11.98k stars 2.92k forks source link

examples/text_matching/simcse 中结果无法复现 #3245

Closed jeffzhengye closed 1 year ago

jeffzhengye commented 2 years ago

examples/text_matching/simcse 中结果无法复现。readme 中数据集，参数都是已经设定好的，按理说直接运行就可以复现，但是无法复现readme中结果。差不多每个数据都差10个百分点，可能是什么原因啊？以下是我的训练命令： ··· python -u -m paddle.distributed.launch --gpus '0' \ train.py \ --device gpu \ --save_dir ./checkpoints/ \ --batch_size 64 \ --learning_rate 5E-5 \ --epochs 1 \ --save_steps 100 \ --eval_steps 100 \ --max_seq_length 64 \ --dropout 0.3 \ --dup_rate 0.32 \ --warmup_proportion 0.1 \ --train_set_file "./senteval_cn/LCQMC/train.txt" \ --test_set_file "./senteval_cn/LCQMC/dev.tsv" ···

JunnYu commented 2 years ago

你好，我发现了 https://github.com/PaddlePaddle/PaddleNLP/pull/2728 这个PR将预训模型从ernie-1.0转化为ernie-3.0-medium-zh了。因此如果你想要复现结果的话，可以修改一下代码，train.py里面的预训练模型改成ernie-1.0

下面的这个我没跑完，改完模型后，效果不会差10个点了。

jeffzhengye commented 2 years ago

我试试，不过按理，不会差这么多。而且3.0应该更好才对啊

JunnYu commented 2 years ago

ernie3.0 meduim是 "num_hidden_layers": 6 层的模型。 ernie1.0 base是 "num_hidden_layers": 12 层的模型。层数不同效果有所差距。

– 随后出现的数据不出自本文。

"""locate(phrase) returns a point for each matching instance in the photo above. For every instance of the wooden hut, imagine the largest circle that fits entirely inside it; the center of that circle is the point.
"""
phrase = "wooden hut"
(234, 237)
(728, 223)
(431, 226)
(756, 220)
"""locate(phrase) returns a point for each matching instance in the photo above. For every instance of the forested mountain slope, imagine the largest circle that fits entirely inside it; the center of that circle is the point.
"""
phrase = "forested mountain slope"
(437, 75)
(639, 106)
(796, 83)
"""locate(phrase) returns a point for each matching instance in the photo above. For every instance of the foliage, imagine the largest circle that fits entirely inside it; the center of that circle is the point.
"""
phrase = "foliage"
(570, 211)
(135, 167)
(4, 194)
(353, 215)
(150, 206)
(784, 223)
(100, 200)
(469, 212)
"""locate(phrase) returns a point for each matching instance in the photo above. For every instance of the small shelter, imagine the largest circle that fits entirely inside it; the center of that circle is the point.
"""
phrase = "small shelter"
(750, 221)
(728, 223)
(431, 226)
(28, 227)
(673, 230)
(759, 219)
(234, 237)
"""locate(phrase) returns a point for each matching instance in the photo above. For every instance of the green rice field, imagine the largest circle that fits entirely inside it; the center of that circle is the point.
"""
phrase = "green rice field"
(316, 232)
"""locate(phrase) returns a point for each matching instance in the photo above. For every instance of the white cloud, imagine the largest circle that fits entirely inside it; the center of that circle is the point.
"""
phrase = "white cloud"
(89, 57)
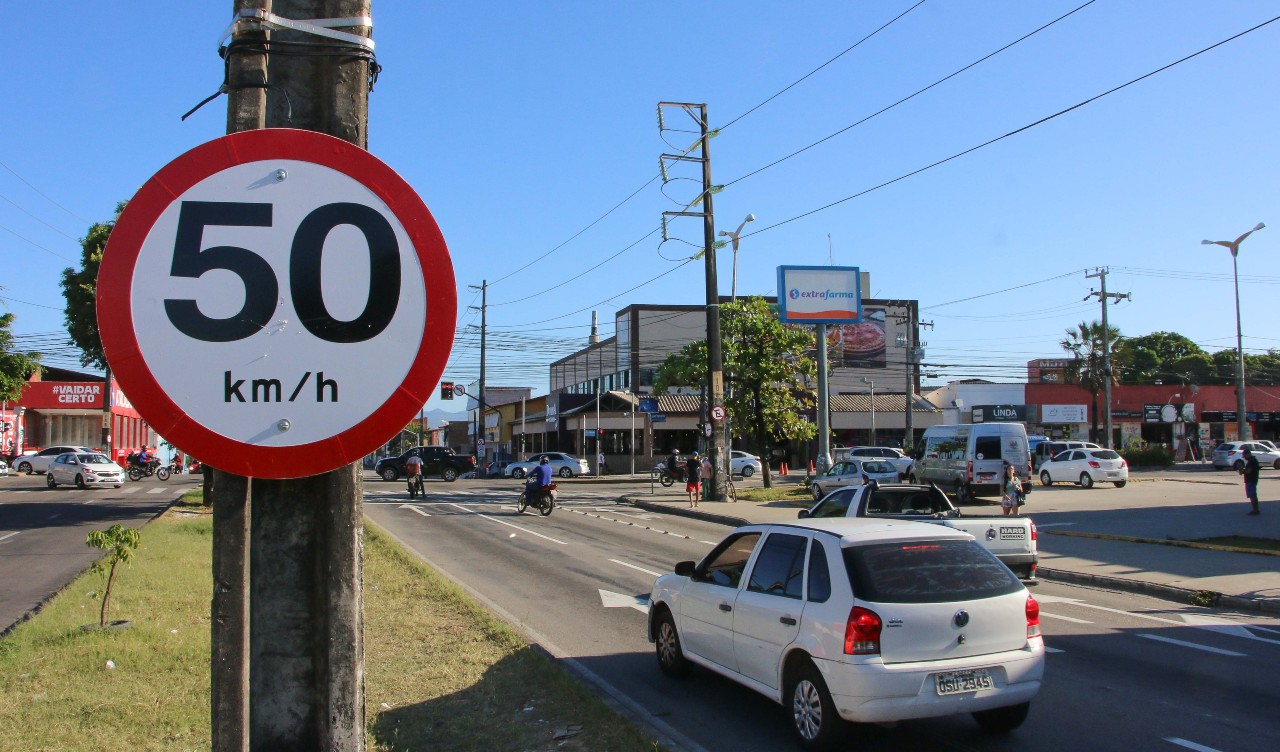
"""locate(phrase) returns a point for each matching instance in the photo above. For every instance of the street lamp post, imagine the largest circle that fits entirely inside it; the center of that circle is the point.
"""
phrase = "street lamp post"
(734, 238)
(873, 408)
(1242, 417)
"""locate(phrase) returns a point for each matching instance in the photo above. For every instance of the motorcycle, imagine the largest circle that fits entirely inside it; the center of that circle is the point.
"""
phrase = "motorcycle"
(544, 501)
(137, 471)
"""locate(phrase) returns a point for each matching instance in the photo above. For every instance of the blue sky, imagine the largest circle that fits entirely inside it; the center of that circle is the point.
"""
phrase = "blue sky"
(521, 124)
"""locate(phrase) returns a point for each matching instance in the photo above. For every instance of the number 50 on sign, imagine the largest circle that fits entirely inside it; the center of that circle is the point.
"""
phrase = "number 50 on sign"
(277, 302)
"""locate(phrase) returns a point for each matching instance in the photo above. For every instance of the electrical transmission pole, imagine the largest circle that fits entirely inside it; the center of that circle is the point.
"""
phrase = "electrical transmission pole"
(1104, 296)
(714, 354)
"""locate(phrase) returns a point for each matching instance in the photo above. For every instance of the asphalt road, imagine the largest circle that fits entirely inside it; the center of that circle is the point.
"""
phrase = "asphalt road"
(42, 532)
(1124, 672)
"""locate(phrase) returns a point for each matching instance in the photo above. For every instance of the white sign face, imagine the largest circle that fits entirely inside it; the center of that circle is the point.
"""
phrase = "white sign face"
(819, 294)
(275, 313)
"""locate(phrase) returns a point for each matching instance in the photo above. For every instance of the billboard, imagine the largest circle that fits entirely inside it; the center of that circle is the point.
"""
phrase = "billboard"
(819, 294)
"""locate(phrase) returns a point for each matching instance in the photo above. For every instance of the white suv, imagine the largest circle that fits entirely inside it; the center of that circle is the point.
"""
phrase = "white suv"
(865, 620)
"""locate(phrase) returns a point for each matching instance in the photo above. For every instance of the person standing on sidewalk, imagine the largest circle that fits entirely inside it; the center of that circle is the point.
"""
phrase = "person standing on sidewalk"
(1251, 478)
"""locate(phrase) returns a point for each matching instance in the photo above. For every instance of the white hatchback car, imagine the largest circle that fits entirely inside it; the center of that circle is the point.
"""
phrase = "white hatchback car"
(853, 472)
(1086, 467)
(864, 620)
(85, 470)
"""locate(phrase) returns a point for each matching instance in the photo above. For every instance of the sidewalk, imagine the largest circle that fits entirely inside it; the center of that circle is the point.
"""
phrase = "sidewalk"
(1208, 577)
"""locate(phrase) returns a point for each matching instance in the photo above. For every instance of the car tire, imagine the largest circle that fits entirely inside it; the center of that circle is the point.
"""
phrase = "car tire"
(1001, 720)
(813, 715)
(671, 656)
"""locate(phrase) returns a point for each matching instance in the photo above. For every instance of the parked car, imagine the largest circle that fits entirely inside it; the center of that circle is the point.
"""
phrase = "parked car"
(890, 454)
(867, 620)
(39, 463)
(1086, 467)
(744, 464)
(1013, 540)
(1232, 455)
(566, 466)
(969, 459)
(437, 461)
(853, 472)
(85, 470)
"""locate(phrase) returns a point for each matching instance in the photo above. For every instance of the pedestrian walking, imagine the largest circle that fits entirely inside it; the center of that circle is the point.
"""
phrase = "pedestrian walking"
(694, 478)
(1251, 471)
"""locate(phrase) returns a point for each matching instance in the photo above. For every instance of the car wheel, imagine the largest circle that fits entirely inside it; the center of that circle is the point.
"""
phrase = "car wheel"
(1001, 720)
(671, 658)
(813, 714)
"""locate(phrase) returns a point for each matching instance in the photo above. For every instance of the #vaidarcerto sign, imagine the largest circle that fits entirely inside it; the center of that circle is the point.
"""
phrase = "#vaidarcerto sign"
(819, 294)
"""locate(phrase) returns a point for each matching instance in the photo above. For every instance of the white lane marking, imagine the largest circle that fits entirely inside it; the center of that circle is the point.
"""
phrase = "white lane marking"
(616, 600)
(1065, 618)
(508, 524)
(636, 568)
(1194, 645)
(1189, 744)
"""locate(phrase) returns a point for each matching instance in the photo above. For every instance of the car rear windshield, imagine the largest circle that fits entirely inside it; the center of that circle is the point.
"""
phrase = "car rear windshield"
(927, 572)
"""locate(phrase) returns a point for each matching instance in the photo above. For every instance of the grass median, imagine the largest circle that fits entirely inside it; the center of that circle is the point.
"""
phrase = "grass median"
(440, 672)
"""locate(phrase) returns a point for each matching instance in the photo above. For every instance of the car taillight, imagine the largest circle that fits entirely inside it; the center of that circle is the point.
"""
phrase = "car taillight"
(862, 633)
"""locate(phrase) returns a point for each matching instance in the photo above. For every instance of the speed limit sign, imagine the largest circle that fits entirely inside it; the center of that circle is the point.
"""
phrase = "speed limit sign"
(277, 302)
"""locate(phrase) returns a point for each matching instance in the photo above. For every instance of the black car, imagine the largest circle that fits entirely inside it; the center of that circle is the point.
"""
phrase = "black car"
(437, 461)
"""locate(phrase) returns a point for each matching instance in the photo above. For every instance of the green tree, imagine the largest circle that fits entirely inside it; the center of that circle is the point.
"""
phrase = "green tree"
(767, 371)
(1088, 363)
(16, 367)
(80, 289)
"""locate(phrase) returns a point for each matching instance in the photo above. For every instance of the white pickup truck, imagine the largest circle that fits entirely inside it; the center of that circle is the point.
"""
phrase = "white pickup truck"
(1010, 539)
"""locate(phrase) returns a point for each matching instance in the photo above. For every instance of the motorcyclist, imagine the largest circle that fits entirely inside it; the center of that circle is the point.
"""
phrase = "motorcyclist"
(539, 478)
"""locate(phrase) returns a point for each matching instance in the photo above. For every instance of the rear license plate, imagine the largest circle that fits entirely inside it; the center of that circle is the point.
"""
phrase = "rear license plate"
(961, 682)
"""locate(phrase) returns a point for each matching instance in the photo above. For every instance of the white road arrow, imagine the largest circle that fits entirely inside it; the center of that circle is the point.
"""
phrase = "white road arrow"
(616, 600)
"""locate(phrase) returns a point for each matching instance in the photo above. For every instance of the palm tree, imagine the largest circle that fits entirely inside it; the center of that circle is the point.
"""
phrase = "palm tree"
(1088, 365)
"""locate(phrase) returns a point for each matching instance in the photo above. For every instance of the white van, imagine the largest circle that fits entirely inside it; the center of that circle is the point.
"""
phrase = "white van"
(969, 459)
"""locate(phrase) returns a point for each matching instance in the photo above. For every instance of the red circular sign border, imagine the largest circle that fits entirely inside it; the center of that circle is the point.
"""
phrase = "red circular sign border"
(129, 368)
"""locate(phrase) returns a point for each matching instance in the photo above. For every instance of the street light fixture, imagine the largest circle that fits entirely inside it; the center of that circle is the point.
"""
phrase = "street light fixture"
(734, 238)
(1242, 417)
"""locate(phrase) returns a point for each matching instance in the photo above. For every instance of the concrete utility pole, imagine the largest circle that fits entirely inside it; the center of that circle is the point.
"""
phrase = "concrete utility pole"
(718, 443)
(1104, 296)
(288, 661)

jeffzhengye commented 2 years ago

ernie3.0 meduim是 "num_hidden_layers": 6 层的模型。 ernie1.0 base是 "num_hidden_layers": 12 层的模型。层数不同效果有所差距。

层数好像不是关键因素，换"ernie-3.0-base-zh"，也是12层，结果还是差10点左右。可能还有什么其它原因啊？

下面是ernie-1.0 和 ernie-3.0-base-zh 的参数对比。

"ernie-1.0": { "attention_probs_dropout_prob": 0.1, "hidden_act": "relu", "hidden_dropout_prob": 0.1, "hidden_size": 768, "initializer_range": 0.02, "max_position_embeddings": 513, "num_attention_heads": 12, "num_hidden_layers": 12, "type_vocab_size": 2, "vocab_size": 18000, "pad_token_id": 0, }, "ernie-3.0-base-zh": { "attention_probs_dropout_prob": 0.1, "hidden_act": "gelu", "hidden_dropout_prob": 0.1, "hidden_size": 768, "initializer_range": 0.02, "max_position_embeddings": 2048, "num_attention_heads": 12, "num_hidden_layers": 12, "task_type_vocab_size": 3, "type_vocab_size": 4, "use_task_id": True, "vocab_size": 40000 },

JunnYu commented 2 years ago

这可能有多种原因造成：

这两个模型训练的方法（是否融入了知识，ernie1.0在训练的时候融入了知识信息，是否使用NSP任务之类的）。
这两个模型训练使用的数据集和训练时间。
还有那个下游微调的参数对于ernie1.0可能非常好，但是对于3.0可能不太友好。(最可能是这个原因！)

JunnYu commented 2 years ago

当我将dropout=0.3替换成dropout=0.1的时候，使用enrie3.0 base结果不会差10个点了，我这里测试达到了0.5895。

python -u -m paddle.distributed.launch --gpus '5' \
    train.py \
    --device gpu \
    --save_dir ./checkpoints/ \
    --batch_size 64 \
    --learning_rate 5E-5 \
    --epochs 1 \
    --save_steps 100 \
    --eval_steps 100 \
    --max_seq_length 64 \
    --dropout 0.1 \
    --train_set_file "./senteval_cn/LCQMC/train.txt" \
    --test_set_file "./senteval_cn/LCQMC/dev.tsv"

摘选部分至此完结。